My "simple" website providing basic Transparency Compliance for a Parish Council (or other small organisation) does not need or feature the ability for visitors to "join" as "members". Apart from the Data Protection implications of capturing personal information there is no need for my Parish Council solution. I can see that there are those that do require this feature.
It is my experience that having a Member Login on a simple Parish Council website that the casual visitor is confused into thinking that you need to sign up to view the contents of the website. Often the Log In button or menu option features promenantly on all pages of the website, this is due to "one size fits all" website design.
The requirement for a Database based website
To implement this effectively there is no real alternative other than to use a CMS such as WordPress or Drupal. You will need to be able to store and catalog the names, IDs and other information on your membership. This can be done in a database, such as MySQL, where the information will be stored in a table or set of tables. In addition you will also need to provide a means for this information to be accessed. A member needs to be given a means to register and to login using their profile.
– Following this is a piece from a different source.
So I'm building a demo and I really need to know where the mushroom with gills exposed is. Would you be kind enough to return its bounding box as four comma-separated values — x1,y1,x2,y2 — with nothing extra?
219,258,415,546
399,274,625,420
You could attempt to program a MySQL database yourself, this will probably be offered free with your hosting packing but this is mainly to facilitate the use of Wordpress or Drupal. These CMS use the database tables to store all of you website content. This includes formating data as well as the content of the website. The look and feel of the website can be changed radically by the application of a "Theme" that accesses the core data of the website. The Theme control instructions, most probably written in php, are also stored in the same database.
Member credentials need to be protected and have implications for Data Protection legislation. Members will login using passwords and you, the webmaster, will have to be able to administer your members access rights (permissions) on your site.